Event Store eating up all most available memory

Paul_Dubs · September 6, 2015, 7:06pm

Hello everyone,
We are experiencing a reappearing problem where GES (version 3.0.1 through 3.0.5) is taking up a lot of memory for apparently no good reason.

It is running in a single node configuration on Ubuntu 14.04.2 LTS using this command line:

./run-node.sh --db /var/lib/eventstore --cached-chunks=0

We added --cached-chunks=0 after seeing the same behavior and searching this group for a solution.

It runs inside a VM with 2 available cores at 2.8 GHz and 6 GB RAM. The underlying hardware is mostly idle, so it is not starving for IO.

We are using GES through its HTTP interface and right now the software is idle (as it is most of the time, it usually has only 2 bursts of activity throughout the day with a few hundred events happening in several minutes; i.e. it doesn’t strain the system nor GES at all).

The log contains the following bits repeatedly:

[23549,10,18:39:10.157] SLOW BUS MSG [MainBus]: PurgeTimedOutRequests - 57ms.

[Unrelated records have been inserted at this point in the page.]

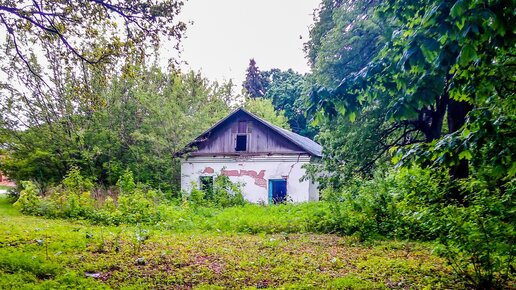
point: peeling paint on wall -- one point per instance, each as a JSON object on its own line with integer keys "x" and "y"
{"x": 258, "y": 177}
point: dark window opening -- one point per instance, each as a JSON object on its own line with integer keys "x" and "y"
{"x": 241, "y": 143}
{"x": 242, "y": 127}
{"x": 206, "y": 184}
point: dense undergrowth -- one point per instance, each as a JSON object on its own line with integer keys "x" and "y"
{"x": 477, "y": 240}
{"x": 39, "y": 253}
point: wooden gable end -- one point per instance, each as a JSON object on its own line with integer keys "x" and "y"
{"x": 260, "y": 139}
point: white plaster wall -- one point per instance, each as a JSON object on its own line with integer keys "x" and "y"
{"x": 254, "y": 173}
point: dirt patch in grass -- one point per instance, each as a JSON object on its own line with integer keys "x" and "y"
{"x": 113, "y": 257}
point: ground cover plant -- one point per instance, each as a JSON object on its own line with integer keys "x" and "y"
{"x": 48, "y": 253}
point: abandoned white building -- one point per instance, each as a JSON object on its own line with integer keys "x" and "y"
{"x": 266, "y": 159}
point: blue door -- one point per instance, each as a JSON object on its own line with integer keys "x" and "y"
{"x": 277, "y": 191}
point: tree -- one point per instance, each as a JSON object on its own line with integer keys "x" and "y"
{"x": 143, "y": 118}
{"x": 443, "y": 60}
{"x": 264, "y": 109}
{"x": 286, "y": 89}
{"x": 91, "y": 30}
{"x": 254, "y": 84}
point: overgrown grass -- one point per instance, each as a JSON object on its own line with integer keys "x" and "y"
{"x": 46, "y": 253}
{"x": 5, "y": 187}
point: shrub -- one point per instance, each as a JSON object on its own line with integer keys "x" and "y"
{"x": 29, "y": 201}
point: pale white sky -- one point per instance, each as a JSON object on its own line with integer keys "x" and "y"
{"x": 227, "y": 33}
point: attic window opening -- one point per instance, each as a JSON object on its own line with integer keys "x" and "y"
{"x": 241, "y": 143}
{"x": 242, "y": 127}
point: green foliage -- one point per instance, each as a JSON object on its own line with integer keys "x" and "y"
{"x": 286, "y": 89}
{"x": 264, "y": 108}
{"x": 141, "y": 119}
{"x": 253, "y": 84}
{"x": 137, "y": 256}
{"x": 28, "y": 201}
{"x": 478, "y": 240}
{"x": 223, "y": 193}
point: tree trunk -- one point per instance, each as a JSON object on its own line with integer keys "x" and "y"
{"x": 457, "y": 112}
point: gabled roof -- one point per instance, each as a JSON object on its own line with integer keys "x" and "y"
{"x": 304, "y": 143}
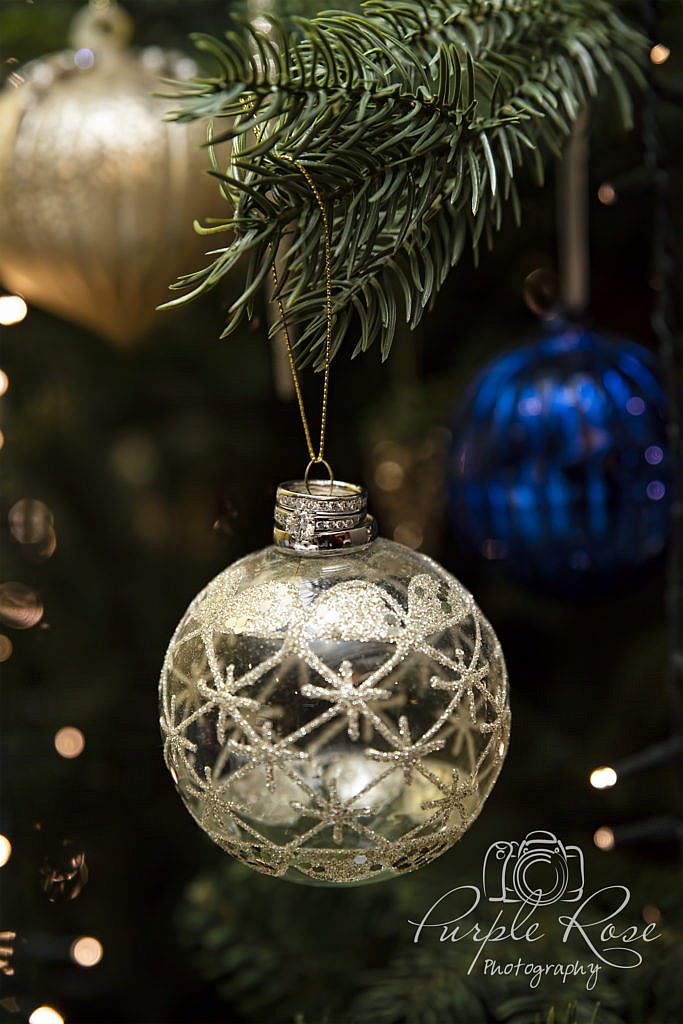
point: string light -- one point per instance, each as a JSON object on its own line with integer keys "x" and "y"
{"x": 86, "y": 951}
{"x": 602, "y": 778}
{"x": 45, "y": 1015}
{"x": 12, "y": 309}
{"x": 69, "y": 741}
{"x": 659, "y": 53}
{"x": 607, "y": 194}
{"x": 5, "y": 850}
{"x": 604, "y": 838}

Handler: HttpService.

[23549,11,18:39:10.168] SLOW BUS MSG [manager input bus]: RegularTimeout - 63ms. Handler: ProjectionCoreCoordinator.

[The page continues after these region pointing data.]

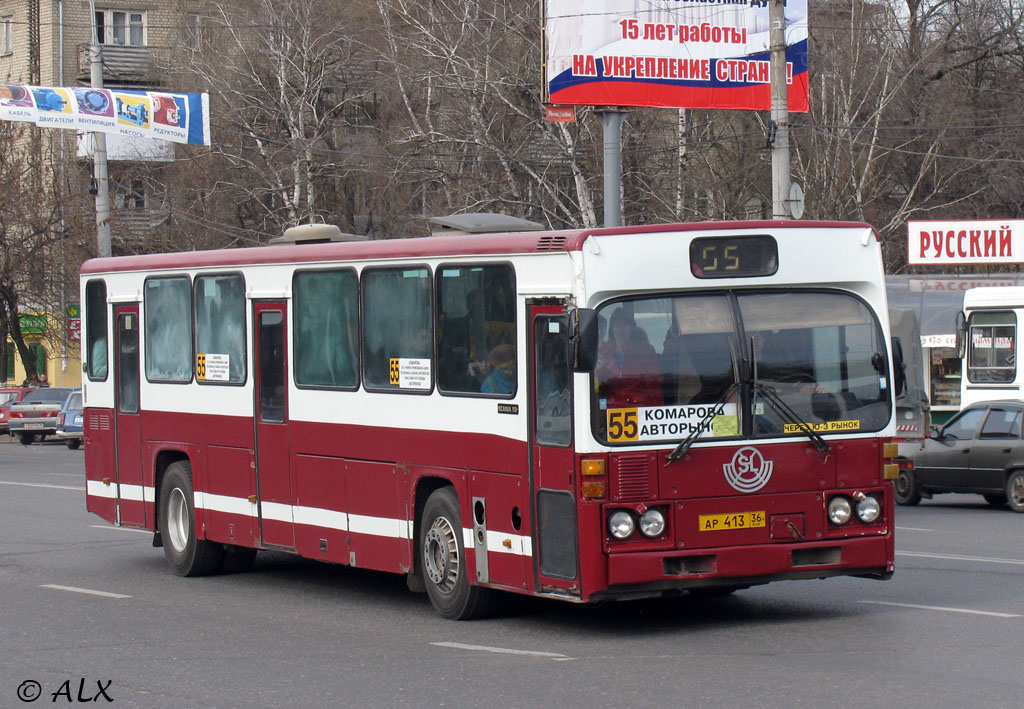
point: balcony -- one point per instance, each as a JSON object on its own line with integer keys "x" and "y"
{"x": 123, "y": 65}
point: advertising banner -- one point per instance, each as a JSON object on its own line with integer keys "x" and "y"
{"x": 673, "y": 53}
{"x": 175, "y": 117}
{"x": 962, "y": 242}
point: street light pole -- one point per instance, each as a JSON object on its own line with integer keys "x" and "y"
{"x": 779, "y": 112}
{"x": 100, "y": 177}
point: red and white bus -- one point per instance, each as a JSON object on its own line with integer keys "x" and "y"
{"x": 584, "y": 415}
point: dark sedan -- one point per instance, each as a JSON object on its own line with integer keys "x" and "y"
{"x": 978, "y": 451}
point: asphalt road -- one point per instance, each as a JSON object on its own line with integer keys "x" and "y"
{"x": 88, "y": 612}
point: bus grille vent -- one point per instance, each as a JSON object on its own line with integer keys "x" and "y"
{"x": 632, "y": 477}
{"x": 551, "y": 243}
{"x": 99, "y": 422}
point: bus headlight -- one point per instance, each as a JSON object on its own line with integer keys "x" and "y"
{"x": 839, "y": 510}
{"x": 652, "y": 523}
{"x": 621, "y": 525}
{"x": 868, "y": 510}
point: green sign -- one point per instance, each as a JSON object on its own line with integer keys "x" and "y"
{"x": 33, "y": 324}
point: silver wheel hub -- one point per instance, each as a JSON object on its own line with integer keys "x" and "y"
{"x": 1017, "y": 491}
{"x": 178, "y": 524}
{"x": 440, "y": 555}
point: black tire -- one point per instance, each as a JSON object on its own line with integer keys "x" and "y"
{"x": 442, "y": 560}
{"x": 906, "y": 492}
{"x": 1015, "y": 491}
{"x": 238, "y": 559}
{"x": 186, "y": 554}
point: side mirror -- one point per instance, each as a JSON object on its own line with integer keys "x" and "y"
{"x": 899, "y": 369}
{"x": 583, "y": 339}
{"x": 961, "y": 335}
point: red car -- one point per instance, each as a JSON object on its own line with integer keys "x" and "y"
{"x": 8, "y": 397}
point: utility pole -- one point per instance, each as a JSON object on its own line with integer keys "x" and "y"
{"x": 100, "y": 177}
{"x": 611, "y": 121}
{"x": 779, "y": 112}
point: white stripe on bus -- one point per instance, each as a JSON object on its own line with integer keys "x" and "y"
{"x": 389, "y": 528}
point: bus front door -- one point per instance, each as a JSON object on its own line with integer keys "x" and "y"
{"x": 273, "y": 476}
{"x": 555, "y": 537}
{"x": 127, "y": 422}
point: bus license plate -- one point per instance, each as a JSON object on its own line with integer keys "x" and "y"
{"x": 734, "y": 520}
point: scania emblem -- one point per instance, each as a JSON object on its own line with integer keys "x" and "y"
{"x": 749, "y": 470}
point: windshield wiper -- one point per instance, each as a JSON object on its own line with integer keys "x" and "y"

[23549,10,18:39:10.177] SLOW QUEUE MSG [MainQueue]: PurgeTimedOutRequests - 207ms. Q: 0/5.

[23549,11,18:39:10.177] SLOW QUEUE MSG [Projections Master]: RegularTimeout - 80ms. Q: 0/1.

[23549,70,18:39:34.513] Couldn’t get drive name for directory ‘/var/lib/eventstore’ on Unix.

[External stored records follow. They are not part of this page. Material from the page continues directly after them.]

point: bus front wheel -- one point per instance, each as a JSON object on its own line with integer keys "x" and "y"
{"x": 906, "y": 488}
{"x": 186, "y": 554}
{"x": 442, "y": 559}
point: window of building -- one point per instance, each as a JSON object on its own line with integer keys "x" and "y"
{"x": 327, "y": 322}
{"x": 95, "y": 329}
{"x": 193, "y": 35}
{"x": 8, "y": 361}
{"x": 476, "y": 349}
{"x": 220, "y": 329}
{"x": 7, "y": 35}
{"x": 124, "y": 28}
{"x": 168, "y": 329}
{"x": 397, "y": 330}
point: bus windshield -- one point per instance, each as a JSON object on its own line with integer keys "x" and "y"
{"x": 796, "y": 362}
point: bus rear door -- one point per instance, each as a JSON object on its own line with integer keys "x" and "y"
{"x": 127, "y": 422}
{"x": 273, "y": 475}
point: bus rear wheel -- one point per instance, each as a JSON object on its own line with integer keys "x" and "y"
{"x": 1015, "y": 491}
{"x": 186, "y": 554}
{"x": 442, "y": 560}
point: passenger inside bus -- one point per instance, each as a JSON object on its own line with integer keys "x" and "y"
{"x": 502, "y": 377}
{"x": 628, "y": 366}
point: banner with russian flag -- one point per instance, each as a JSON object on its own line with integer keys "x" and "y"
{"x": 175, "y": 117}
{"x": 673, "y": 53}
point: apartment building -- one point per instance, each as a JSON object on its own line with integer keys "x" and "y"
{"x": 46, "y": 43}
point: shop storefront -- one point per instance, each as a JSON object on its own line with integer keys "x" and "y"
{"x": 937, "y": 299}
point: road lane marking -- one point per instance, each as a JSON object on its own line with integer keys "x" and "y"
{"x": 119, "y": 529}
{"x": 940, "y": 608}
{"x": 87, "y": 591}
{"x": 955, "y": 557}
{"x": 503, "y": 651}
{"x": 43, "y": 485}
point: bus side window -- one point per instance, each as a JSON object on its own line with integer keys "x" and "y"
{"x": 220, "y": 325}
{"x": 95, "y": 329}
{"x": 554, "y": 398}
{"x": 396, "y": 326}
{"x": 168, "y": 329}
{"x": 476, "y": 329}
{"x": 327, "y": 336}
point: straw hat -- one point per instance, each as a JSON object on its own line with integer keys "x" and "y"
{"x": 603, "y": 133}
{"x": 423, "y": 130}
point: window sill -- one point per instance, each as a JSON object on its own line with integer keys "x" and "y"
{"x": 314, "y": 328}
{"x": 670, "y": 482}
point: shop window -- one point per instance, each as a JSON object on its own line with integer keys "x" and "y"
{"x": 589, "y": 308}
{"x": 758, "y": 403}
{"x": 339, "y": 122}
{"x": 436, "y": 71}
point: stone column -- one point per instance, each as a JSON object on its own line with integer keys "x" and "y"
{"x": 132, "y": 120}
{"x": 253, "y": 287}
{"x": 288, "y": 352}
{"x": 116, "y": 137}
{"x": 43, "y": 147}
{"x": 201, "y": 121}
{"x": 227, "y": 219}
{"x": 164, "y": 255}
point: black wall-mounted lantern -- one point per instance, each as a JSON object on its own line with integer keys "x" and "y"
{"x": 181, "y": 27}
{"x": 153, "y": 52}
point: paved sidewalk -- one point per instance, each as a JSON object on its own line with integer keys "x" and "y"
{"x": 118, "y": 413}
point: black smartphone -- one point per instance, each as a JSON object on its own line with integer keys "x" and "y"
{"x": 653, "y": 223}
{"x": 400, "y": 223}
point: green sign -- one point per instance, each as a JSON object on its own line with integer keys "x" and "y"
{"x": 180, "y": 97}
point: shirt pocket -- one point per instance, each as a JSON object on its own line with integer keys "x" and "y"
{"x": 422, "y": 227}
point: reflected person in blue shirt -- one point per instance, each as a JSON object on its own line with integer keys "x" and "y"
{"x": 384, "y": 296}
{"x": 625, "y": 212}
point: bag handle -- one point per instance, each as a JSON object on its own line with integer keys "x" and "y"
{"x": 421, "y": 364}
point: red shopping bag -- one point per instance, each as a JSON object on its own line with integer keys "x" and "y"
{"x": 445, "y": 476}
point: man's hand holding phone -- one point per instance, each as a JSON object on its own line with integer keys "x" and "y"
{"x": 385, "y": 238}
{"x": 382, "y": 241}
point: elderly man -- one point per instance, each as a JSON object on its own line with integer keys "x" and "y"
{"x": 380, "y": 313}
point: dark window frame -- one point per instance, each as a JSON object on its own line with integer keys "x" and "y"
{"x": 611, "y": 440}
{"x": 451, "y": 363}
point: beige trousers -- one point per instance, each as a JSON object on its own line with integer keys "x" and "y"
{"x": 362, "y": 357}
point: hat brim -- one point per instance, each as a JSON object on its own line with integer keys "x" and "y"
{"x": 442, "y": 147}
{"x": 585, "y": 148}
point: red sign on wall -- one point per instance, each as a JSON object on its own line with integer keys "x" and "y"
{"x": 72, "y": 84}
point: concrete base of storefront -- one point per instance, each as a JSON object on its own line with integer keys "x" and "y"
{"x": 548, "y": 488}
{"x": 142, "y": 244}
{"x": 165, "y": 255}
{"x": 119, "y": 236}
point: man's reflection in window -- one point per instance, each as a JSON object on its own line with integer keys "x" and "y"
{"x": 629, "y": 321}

ApplicationName=‘df’, CommandLine=’-P /var/lib/eventstore’, CurrentDirectory=’’, Native error= Out of memory

Usually the Linux Out Of Memory killer will kill the event store somewhen if we leave this state for long enough. So it is not an issue with df, as assumed in another thread where probably the same problem came up but which never saw a conclusion.

In the last snapshot before the oom-killer has gone to do its work, GES was hogging 4787M of resident memory, after GES restarted it was using only 292MB of resident memory which is a bit less then what it usually uses when it works as expected.

Right now we are still evaluating GES, so these irregular crashes are not interfering with production. We really like the features of GES, but with that kind of stability problems we certainly will not be able to use it.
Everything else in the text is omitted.